Así lo ha dicho a Europa Press el abogado de la familia, Ángel Linares, que además ha pedido en el Juzgado el auto de puesta en libertad del matrimonio que fue detenido y que está imputado por un posible delito de homicidio para recurrirlo, ya que la familia entiende que debe ingresar en prisión de manera preventiva.
Por otra parte, Linares se ha dirigido a los Juzgados de Menores para interesarse por la situación legal de la hija de la pareja que, según la investigación, ha confesado ante la Fiscalía haber participado en la muerte del menor, aunque no ha trascendido si lo que ocurrió fue un accidente, una imprudencia o una acción intencionada.
En el Juzgado, según el letrado, no hay causa alguna abierta puesto que la niña, de 12 años, es «inimputable» dada su edad, por lo que no puede ser arrestada ni juzgada.
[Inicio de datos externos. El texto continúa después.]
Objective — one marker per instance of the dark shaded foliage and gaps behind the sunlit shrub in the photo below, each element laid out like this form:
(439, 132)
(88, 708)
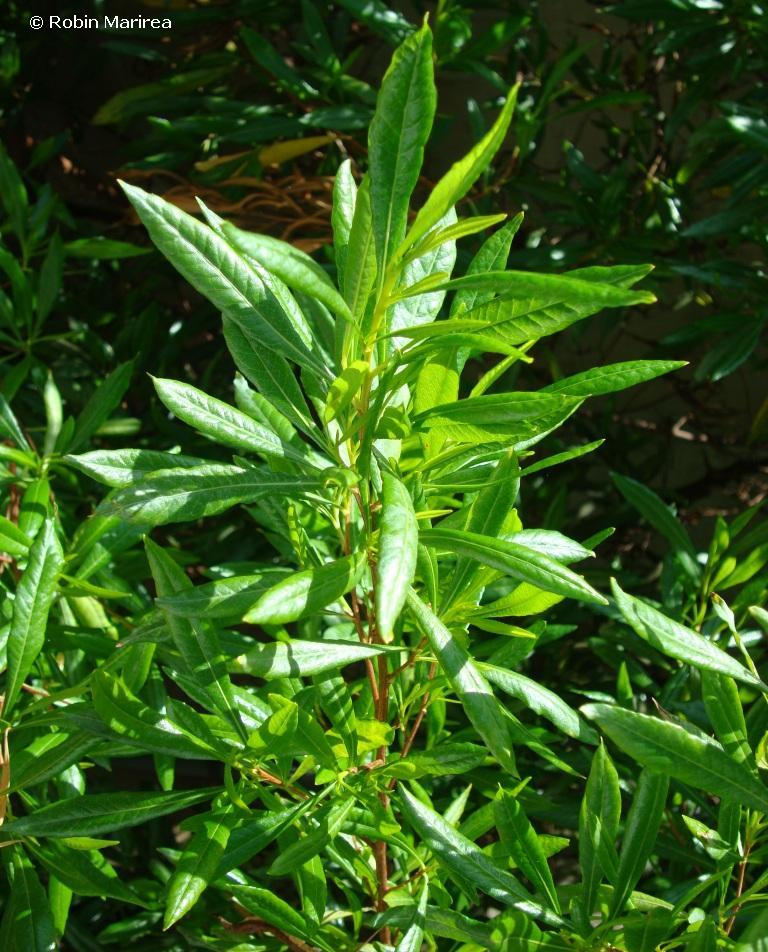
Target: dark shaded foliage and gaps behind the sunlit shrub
(640, 134)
De hecho, se encuentra ingresada en un centro de menores, del que escapó el pasado 5 de abril para marcharse de nuevo a vivir con sus padres, ella de 36 años y él de 54.
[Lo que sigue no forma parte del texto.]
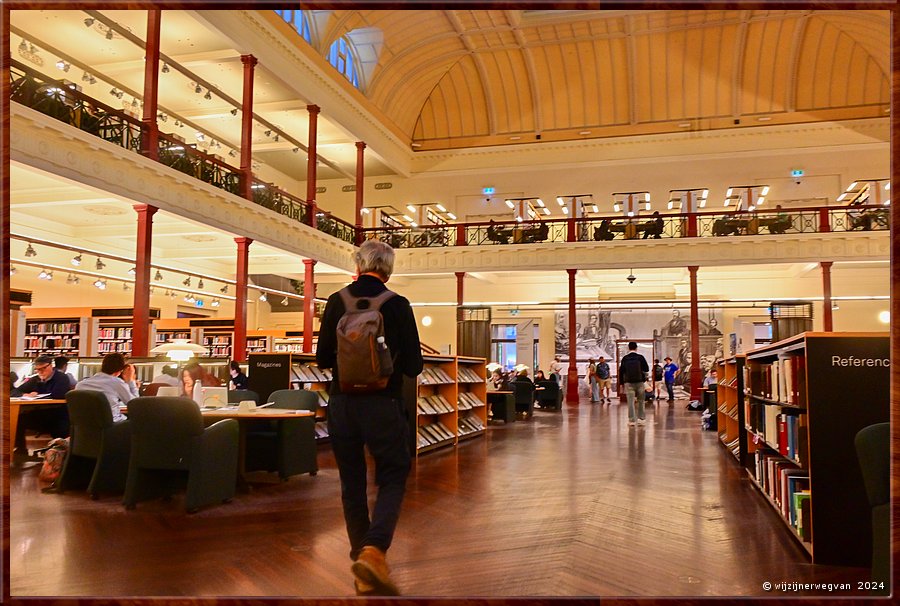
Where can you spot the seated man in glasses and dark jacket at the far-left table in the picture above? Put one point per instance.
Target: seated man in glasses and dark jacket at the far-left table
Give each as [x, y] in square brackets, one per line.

El Juzgado de Instrucción 3 de Granada, que ha decretado el secreto de sumario de esta causa, puso en libertad al matrimonio el pasado viernes 29 de abril aunque manteniendo su imputación por un posible delito de homicidio. Según fuentes de la investigación, el matrimonio aseguró ante la Policía que no se encontraba en el domicilio en el momento en el que se produjeron los hechos, y que era su hija la que estaba presente.
No obstante, los investigadores siguen sin descartar ninguna hipótesis y manejan la posibilidad de que la niña se autoinculpara para encubrir a su madre, que es adicta a las drogas. El padre, que tiene antecedentes por intento de homicidio y robo, pertenece al clan de «El Marce», el recluso que asesinó a dos guardias civiles en 1985 en la antigua prisión provincial de Granada cuando intentaba escapar. Concretamente, el detenido es hermano de este hombre ya fallecido, llamado Antonio Maya.
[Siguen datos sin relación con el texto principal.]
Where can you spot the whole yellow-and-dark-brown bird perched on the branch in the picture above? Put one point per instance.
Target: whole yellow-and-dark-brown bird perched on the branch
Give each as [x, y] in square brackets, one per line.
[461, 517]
La autopsia practicada al cadáver determinó que el niño murió a causa de la caída sufrida desde el inmueble, que le provocó un «traumatismo craneoencefálico y una hemorragia cerebral», según informaron fuentes de la familia.
El documento confirmaba que el niño «estaba vivo antes» de precipitarse al vacío, aunque aún queda por determinar si cayó por accidente o fue arrojado de forma intencionada.